Detecting Malware in AI Models with Filescan.io
With the rise of AI adoption, malicious AI models are emerging as a new vector in real-world attack campaigns. This blog explores how threat actors leverage AI to make it become real threats — and how emulation-based sandbox ultilizes pickle scanning tools, disassembly code analysis to deal with these Malicious models and detect advanced evasion techniques used in the wild
Artificial intelligence has become part of everyday life. According to IDC, global spending on AI systems is projected to surpass $300 billion by 2026, showing how rapidly adoption is accelerating. AI is no longer a niche technology - it is shaping the way businesses, governments, and individuals operate.
Software developers are increasingly incorporating Large Language Model (LLM) functionality to create these features inside their applications. Well-known LLMs such as OpenAI’s ChatGPT, Google’s Gemini, and Meta’s LLaMA are now being built directly into business platforms and consumer tools. From customer support chatbots to productivity software, AI is being embedded to improve efficiency, reduce costs, and keep organizations competitive.
But with every new technology comes new risks. The more we rely on AI, the more appealing it becomes as a target for attackers. One threat in particular is gaining attention: malicious AI models - files that look like helpful tools but may conceal hidden dangers.

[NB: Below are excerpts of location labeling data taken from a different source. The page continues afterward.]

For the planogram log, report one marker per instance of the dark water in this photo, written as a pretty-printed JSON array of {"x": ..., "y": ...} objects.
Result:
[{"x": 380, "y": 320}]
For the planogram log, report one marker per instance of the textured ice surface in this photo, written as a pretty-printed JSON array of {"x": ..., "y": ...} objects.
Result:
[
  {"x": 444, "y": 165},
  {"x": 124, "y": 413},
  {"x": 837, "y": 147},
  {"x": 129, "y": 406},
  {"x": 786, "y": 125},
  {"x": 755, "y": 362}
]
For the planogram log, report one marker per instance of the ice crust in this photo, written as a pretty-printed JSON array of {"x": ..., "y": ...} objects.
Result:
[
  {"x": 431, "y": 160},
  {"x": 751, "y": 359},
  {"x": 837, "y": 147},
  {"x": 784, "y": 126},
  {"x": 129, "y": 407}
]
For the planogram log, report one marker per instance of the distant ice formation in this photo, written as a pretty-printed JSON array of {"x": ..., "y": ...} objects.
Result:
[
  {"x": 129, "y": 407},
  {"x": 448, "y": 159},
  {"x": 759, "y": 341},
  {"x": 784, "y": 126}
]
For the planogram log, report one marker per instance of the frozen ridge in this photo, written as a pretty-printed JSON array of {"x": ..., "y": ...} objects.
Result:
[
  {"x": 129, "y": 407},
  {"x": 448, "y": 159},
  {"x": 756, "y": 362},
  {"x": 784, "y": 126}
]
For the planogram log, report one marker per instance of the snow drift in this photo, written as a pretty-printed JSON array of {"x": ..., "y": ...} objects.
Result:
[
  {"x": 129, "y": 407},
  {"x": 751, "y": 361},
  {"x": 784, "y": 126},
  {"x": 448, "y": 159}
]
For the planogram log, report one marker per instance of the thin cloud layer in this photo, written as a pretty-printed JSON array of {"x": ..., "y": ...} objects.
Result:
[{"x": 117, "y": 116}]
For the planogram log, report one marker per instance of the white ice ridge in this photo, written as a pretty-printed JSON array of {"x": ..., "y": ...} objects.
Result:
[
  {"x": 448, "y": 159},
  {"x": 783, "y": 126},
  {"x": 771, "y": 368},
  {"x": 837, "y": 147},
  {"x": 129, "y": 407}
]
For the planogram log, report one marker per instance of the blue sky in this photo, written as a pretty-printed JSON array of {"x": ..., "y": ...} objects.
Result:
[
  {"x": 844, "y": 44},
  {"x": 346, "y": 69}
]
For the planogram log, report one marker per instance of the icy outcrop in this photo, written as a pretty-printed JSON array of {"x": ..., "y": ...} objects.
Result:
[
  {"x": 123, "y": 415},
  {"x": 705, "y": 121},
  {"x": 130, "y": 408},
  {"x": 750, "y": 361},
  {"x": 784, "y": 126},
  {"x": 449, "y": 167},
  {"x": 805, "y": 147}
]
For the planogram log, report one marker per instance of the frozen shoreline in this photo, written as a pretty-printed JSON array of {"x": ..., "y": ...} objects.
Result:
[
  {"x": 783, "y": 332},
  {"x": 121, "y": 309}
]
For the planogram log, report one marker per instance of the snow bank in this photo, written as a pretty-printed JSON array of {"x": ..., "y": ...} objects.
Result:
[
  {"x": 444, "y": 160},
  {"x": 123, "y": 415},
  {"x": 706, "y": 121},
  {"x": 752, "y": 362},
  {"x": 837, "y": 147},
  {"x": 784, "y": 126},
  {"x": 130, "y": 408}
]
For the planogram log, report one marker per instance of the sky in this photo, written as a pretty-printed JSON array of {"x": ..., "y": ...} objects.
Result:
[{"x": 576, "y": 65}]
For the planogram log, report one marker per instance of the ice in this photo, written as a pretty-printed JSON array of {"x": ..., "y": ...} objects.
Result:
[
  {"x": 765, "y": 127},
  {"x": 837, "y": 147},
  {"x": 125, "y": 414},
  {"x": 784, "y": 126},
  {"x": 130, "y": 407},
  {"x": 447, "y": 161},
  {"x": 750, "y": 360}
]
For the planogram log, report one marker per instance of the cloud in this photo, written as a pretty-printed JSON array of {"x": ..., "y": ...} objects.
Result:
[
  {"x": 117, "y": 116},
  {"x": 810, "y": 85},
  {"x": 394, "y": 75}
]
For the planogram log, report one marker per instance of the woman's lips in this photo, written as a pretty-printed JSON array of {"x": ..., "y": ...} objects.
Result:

Malicious Pretrained AI Models
Training an AI model from scratch can take weeks, powerful computers, and huge amounts of data. To save time, developers often reuse “pretrained models” that others have already built. These models are stored and shared through platforms like PyPI, Hugging Face, or GitHub, usually in special file formats such as Pickle and PyTorch.
On the surface, this makes perfect sense. Why reinvent the wheel if a model already exists? But here’s the catch: not all models are safe. Some can be modified to hide malicious code. Instead of helping with speech recognition or image detection, they can quietly run harmful instructions as soon as they’re loaded.
Pickle files are especially risky. Unlike most data formats, Pickle can save not only information but also executable code. That means attackers can disguise malware inside a model that looks perfectly normal. The result: a hidden backdoor delivered through what seems like a trusted AI component.
From Theory to Reality: The Rise of an Emerging Threat
Early Warnings – A Theoretical Risk
The idea that AI models could be abused to deliver malware is not new. As early as 2018, security researchers published studies (Model-Reuse Attacks on Deep Learning Systems) showing that reused or “pretrained” models from untrusted sources could be manipulated to behave maliciously.
At first, this was mostly a thought experiment - a “what if” scenario discussed in academic circles. Many people assumed it would be too niche to matter or that defenses would eventually catch it. But history shows us that every widely adopted technology becomes a target, and AI was no exception.
Proof of Concept – Making the Risk Real
The shift from theory to practice happened when real examples of malicious AI models surfaced demonstrating that Pickle-based formats like PyTorch can embed not just model weights but executable code.
A striking case was star23/baller13, a model uploaded to Hugging Face in early January 2024. It contained a reverse shell hidden inside a PyTorch file, and loading it could give attackers remote access while still allowing the model to function as a valid AI model. This highlights that security researchers were actively testing proof-of-concepts at the end of 2023 and into 2024.
Reverse Shell embedded in Pytorch
By 2024, the problem was no longer isolated. JFrog reported more than 100 malicious AI/ML models uploaded to Hugging Face, confirming this threat had moved from theory into real-world attacks.
Supply Chain Attacks – From Labs to the Wild
Attackers abused the reputation of Alibaba’s AI brand as a lure to publish fake PyPI packages. These packages named aliyun-ai-labs-snippets-sdk, ai-labs-snippets-sdk, and aliyun-ai-labs-sdk appeared to be legitimate AI tools but were secretly contained malicious code designed to steal user data and send it back to attackers.
Although the packages were available for less than 24 hours on May 19 2025, they were downloaded about 1,600 times. This shows how quickly malicious software can spread through a supply chain attack, reaching unsuspecting developers across regions. What once felt like a theoretical scenario was suddenly playing out in real life.
Advanced Evasion – New Techniques to Bypass Defenses
Once attackers saw the potential, they began experimenting with ways to make malicious models even harder to detect. A security researcher known as coldwaterq demonstrated how “Stacked Pickle” nature could be abused to hide malicious code. By injecting malicious instructions between multiple layers of Pickle objects, attackers could bury their payload so it looked harmless to traditional scanners. When the model was loaded, the hidden code would slowly unpack step by step, revealing its true purpose.
The result is a new class of AI supply chain threat that is both stealthy and resilient. This evolution underscores the arms race between attackers innovating new tricks and defenders developing tools to expose them.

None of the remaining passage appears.